/i/Siyaset

Saygı Çerçevesinde Özgür Siyaset Platformu
  1. 1.
    +76 -17
    (Alıntıdır)
    “BiR CUMHURBAŞKANI REJiMi DEĞiŞTiREBiLiR”
    “Cumhuriyet müesseslerinin bir müstebit (baskıcı/diktatör) eline geçeceğini mezarımda bile duysam millete karşı haykırmak isterim… Cumhuriyetin milletin kalbinde kök saldığını görmek en büyük emelimdir.” (Atatürk, 1930)
    Atatürk'ün geleceği doğru tahmin etmesinin nedeni geçmişi çok iyi bilmesidir.
    24 Haziran seçimlerine bir hafta kaldı. Ancak bu seçim diğer seçimlere benzemiyor.
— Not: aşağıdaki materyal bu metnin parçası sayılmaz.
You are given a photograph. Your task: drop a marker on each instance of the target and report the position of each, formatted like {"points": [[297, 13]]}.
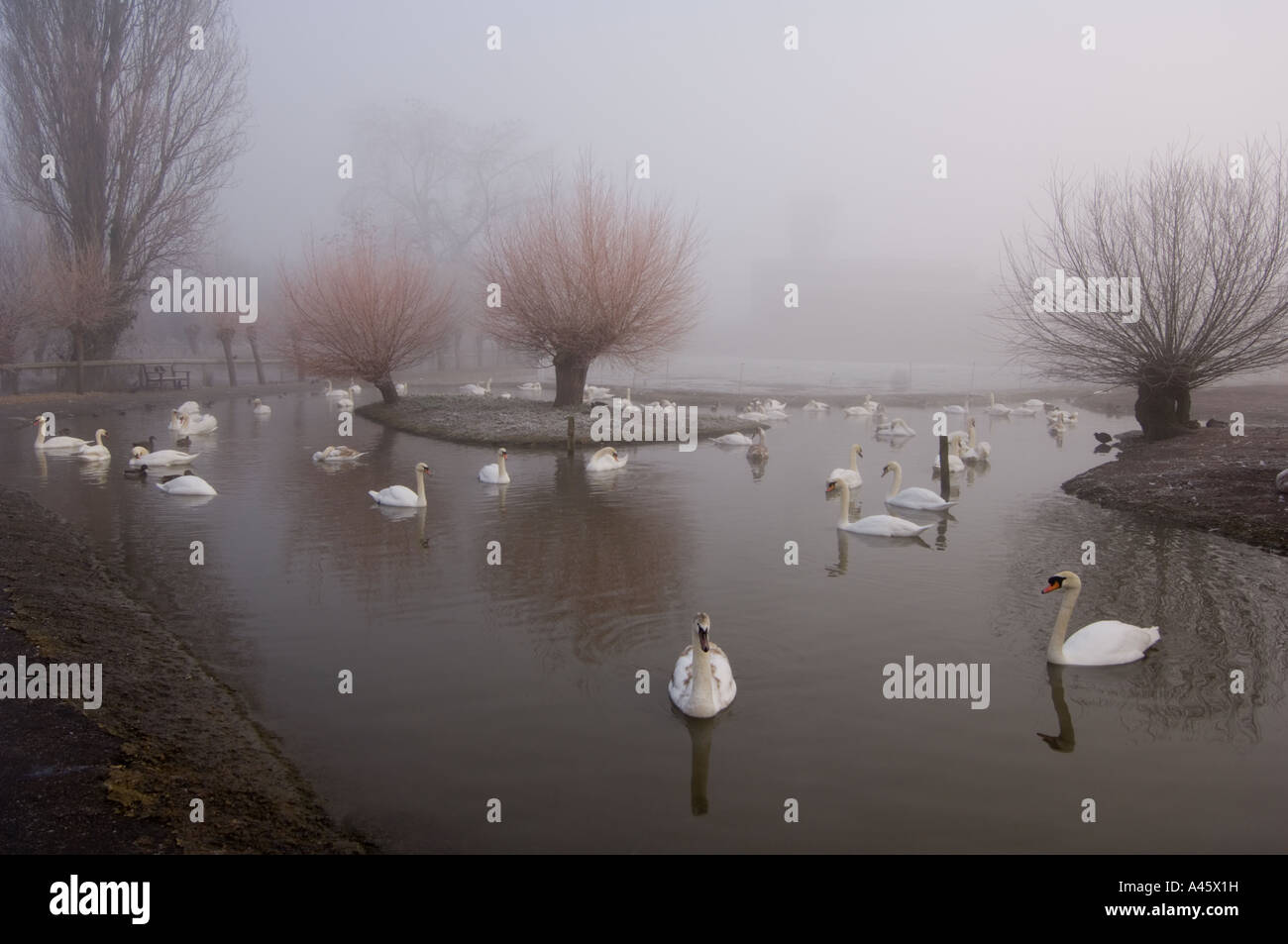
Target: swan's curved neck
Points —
{"points": [[1055, 649], [897, 480]]}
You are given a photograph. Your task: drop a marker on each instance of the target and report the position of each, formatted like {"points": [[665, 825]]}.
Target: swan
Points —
{"points": [[55, 442], [197, 424], [915, 498], [400, 496], [494, 472], [605, 460], [879, 526], [1103, 643], [185, 484], [702, 682], [996, 408], [97, 452], [850, 476], [975, 452], [141, 456], [338, 454]]}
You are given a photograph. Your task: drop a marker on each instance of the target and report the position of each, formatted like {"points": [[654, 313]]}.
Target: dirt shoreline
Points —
{"points": [[121, 778]]}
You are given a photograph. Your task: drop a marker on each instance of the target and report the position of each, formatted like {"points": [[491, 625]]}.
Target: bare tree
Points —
{"points": [[591, 274], [138, 106], [1209, 243], [365, 307]]}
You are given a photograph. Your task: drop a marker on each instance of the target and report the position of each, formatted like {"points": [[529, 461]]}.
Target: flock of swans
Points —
{"points": [[702, 682]]}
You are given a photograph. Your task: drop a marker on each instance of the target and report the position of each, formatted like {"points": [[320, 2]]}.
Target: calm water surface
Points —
{"points": [[518, 682]]}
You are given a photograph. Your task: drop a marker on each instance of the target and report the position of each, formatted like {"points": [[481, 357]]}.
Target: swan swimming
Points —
{"points": [[605, 460], [879, 526], [187, 484], [142, 456], [702, 682], [400, 496], [494, 472], [850, 475], [338, 454], [913, 497], [1103, 643]]}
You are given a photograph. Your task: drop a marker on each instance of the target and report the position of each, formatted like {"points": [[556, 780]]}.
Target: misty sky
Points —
{"points": [[809, 166]]}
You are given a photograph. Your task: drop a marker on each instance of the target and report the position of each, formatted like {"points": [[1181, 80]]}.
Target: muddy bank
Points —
{"points": [[121, 778], [1206, 479], [496, 421]]}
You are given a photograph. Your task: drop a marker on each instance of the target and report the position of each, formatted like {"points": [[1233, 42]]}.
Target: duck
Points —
{"points": [[140, 455], [400, 496], [850, 476], [702, 682], [734, 439], [1103, 643], [55, 442], [185, 484], [605, 460], [494, 472], [200, 423], [877, 526], [338, 454], [97, 452], [913, 497]]}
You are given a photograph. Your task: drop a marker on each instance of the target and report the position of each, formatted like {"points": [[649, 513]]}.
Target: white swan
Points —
{"points": [[494, 472], [915, 498], [877, 526], [605, 460], [189, 423], [1103, 643], [97, 452], [187, 484], [702, 682], [400, 496], [338, 454], [55, 442], [141, 455], [850, 476]]}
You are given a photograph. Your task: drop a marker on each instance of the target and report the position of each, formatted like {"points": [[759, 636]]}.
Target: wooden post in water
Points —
{"points": [[944, 484]]}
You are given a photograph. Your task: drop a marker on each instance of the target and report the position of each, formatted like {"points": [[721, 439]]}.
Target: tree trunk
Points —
{"points": [[254, 352], [226, 338], [570, 380]]}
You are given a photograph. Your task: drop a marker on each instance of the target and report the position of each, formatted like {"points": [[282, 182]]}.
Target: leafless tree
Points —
{"points": [[589, 274], [1210, 246], [141, 127], [365, 307]]}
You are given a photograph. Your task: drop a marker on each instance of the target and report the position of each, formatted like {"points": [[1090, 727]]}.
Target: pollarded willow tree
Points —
{"points": [[1209, 244], [123, 120], [589, 274], [364, 307]]}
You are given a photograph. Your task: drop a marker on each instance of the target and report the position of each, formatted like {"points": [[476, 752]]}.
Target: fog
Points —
{"points": [[809, 166]]}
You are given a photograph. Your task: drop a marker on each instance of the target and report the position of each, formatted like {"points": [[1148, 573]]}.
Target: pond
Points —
{"points": [[519, 681]]}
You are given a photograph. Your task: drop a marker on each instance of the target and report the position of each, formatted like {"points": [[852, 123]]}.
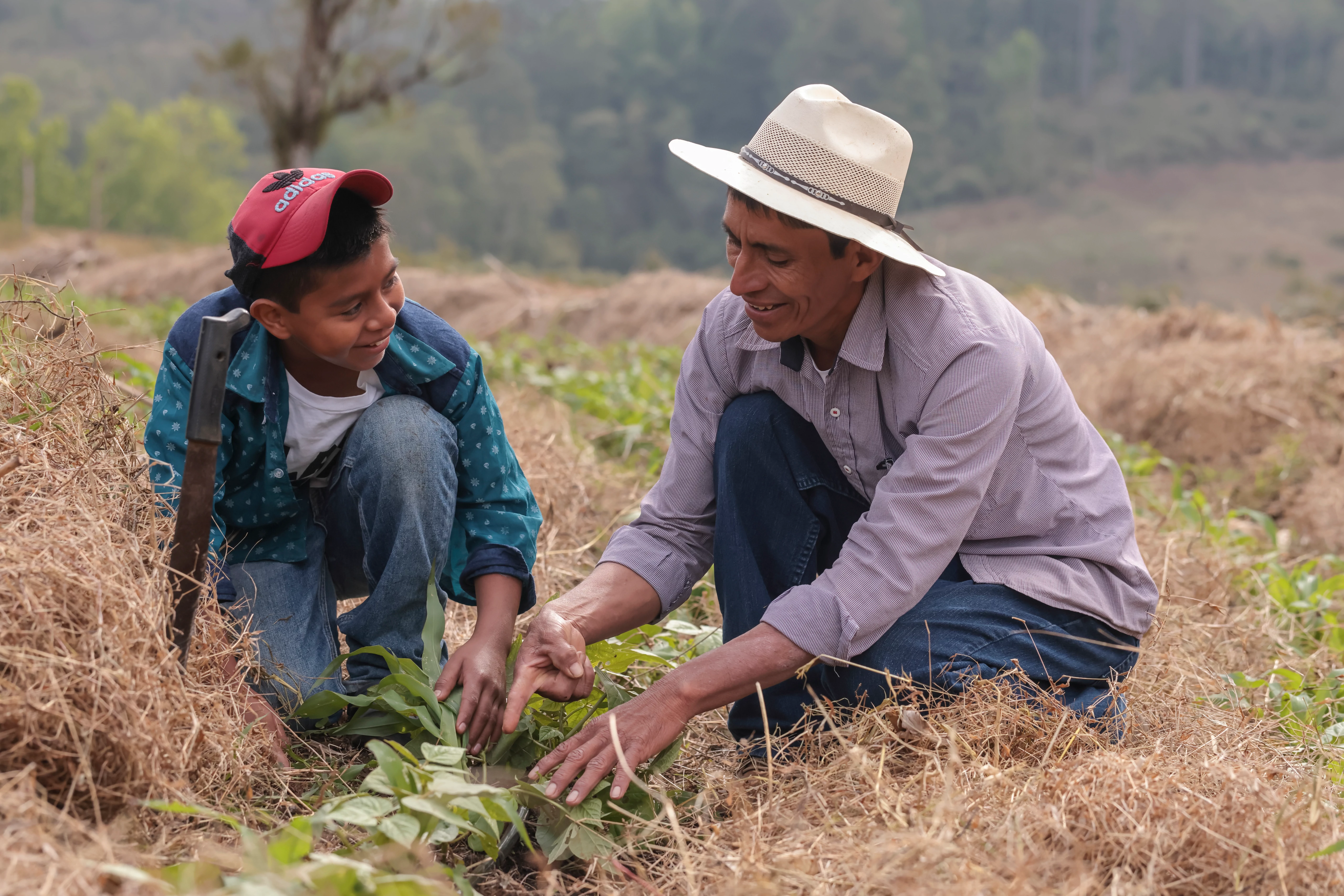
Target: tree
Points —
{"points": [[169, 171], [35, 178], [353, 54]]}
Çünkü 16 Nisan 2017 referandumuyla, Türkiye'de rejim değişikliği yolunda sessiz sedasız bir adım atıldı. Belki hatırlayacaksınız! Geçen yıl referandum öncesinde, 20 Şubat 2017'de SÖZCÜ'de yayımlanan “Cumhuriyetten Meşrutiyete Dönüş” başlıklı yazımda, referandumda “Evet” çıkması halinde Türkiye'nin 1876 rejimine; meşrutiyete, yani anayasalı parlamentolu padişahlığa döneceğini; yeni anayasayla başkanna verilen bazı yetkilerin padişahta bile olmadığını yazmıştım. işte gelecek hafta yapılacak 24 Haziran seçimleri sonunda seçilecek başkan, bir anlamda I. Meşrutiyet döneminin padişahı II. Abdülhamit'i kıskandıracak yetkilere sahip olacak.
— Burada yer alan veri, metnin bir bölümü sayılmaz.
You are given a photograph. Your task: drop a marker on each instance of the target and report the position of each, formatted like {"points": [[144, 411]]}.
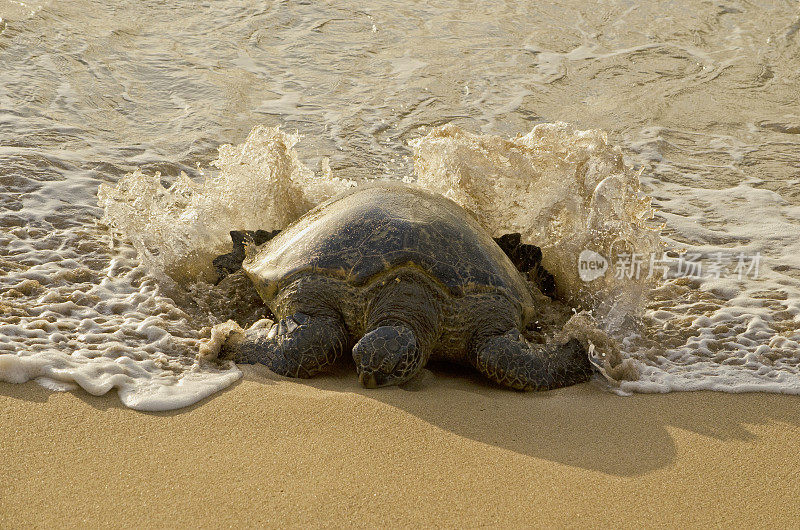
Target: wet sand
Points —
{"points": [[455, 452]]}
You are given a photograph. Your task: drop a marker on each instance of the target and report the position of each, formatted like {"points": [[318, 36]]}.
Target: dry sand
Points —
{"points": [[454, 452]]}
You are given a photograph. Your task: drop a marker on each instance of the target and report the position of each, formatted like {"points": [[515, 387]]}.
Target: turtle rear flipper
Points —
{"points": [[232, 261], [511, 361], [528, 260]]}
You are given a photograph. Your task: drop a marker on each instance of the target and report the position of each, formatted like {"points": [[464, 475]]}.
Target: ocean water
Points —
{"points": [[652, 149]]}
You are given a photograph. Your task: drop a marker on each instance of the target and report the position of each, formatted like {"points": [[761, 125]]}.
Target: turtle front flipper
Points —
{"points": [[299, 345], [402, 324], [510, 360]]}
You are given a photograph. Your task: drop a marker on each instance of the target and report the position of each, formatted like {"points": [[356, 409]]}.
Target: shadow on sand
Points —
{"points": [[582, 426]]}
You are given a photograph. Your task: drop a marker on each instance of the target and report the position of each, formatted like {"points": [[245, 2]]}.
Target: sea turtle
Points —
{"points": [[401, 275]]}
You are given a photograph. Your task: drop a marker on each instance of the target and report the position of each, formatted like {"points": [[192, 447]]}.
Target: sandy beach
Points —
{"points": [[451, 452]]}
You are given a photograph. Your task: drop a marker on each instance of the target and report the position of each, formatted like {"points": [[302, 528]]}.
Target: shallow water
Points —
{"points": [[701, 101]]}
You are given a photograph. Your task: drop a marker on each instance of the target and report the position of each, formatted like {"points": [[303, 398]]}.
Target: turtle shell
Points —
{"points": [[374, 229]]}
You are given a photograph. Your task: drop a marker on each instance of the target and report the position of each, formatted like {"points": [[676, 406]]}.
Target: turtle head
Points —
{"points": [[387, 355]]}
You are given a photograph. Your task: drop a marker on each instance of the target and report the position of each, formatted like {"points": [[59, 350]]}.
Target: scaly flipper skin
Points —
{"points": [[402, 324], [510, 360], [385, 352], [299, 345]]}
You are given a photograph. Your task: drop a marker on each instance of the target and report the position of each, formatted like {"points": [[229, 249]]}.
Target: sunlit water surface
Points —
{"points": [[693, 105]]}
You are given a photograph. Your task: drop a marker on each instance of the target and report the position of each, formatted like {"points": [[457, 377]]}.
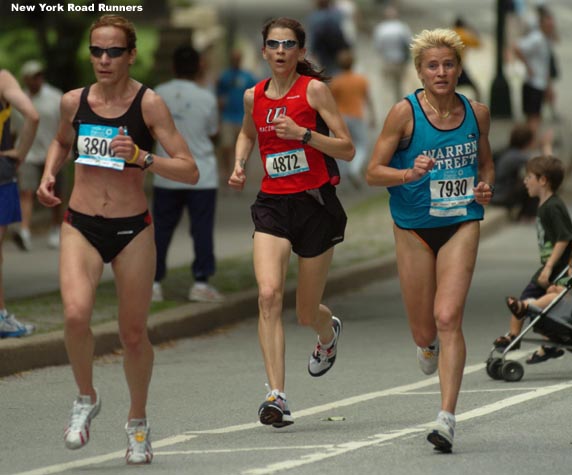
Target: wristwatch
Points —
{"points": [[307, 136], [148, 160]]}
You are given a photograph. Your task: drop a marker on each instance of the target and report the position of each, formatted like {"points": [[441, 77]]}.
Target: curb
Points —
{"points": [[48, 349]]}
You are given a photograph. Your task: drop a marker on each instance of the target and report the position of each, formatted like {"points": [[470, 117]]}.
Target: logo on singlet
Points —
{"points": [[274, 112]]}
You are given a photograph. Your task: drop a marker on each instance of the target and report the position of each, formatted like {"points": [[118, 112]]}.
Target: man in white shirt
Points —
{"points": [[391, 39], [534, 51], [195, 112], [46, 101]]}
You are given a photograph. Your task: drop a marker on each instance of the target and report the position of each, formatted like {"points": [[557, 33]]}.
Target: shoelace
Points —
{"points": [[79, 415]]}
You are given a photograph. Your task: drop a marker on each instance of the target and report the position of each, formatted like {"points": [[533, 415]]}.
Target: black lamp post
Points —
{"points": [[500, 93]]}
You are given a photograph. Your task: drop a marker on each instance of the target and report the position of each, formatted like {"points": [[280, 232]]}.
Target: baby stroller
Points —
{"points": [[553, 322]]}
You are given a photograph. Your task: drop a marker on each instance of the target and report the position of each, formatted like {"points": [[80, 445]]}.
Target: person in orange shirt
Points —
{"points": [[470, 39], [351, 92]]}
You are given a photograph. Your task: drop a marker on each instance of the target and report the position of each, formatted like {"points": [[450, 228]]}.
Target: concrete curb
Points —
{"points": [[48, 349]]}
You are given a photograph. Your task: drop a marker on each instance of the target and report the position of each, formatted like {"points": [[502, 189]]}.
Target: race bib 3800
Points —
{"points": [[94, 146]]}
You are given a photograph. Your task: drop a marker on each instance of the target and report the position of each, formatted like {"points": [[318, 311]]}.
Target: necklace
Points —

    işin ilginç ve düşündürücü yanı ise Türkiye Cumhuriyeti'nin kurucusu Atatürk'ün, bundan tam 88 yıl önce, adeta bugünleri görmüşçesine bizleri uyarmış olması…

    SERBEST CUMHURiYET FIRKASI

    1930'larda Paris Büyükelçisi olan Fethi (Okyar), Atatürk'ün eski arkadaşlarından biriydi. Fethi (Okyar), o günlerde her fırsatta CHP'yi, inönü'yü ve hükümeti eleştiriyordu. Bu nedenle olsa gerek, Atatürk bir gün Fethi (Okyar)'a şöyle dedi: “Fethi Bey, siz bu dediklerinizi yapabilmek için bir siyasi parti kurunuz. Ben size yardım edeceğim.” (Afet inan, “Atatürk ve Cumhuriyet idaresi”, Atatürkçülük Nedir, s. 67).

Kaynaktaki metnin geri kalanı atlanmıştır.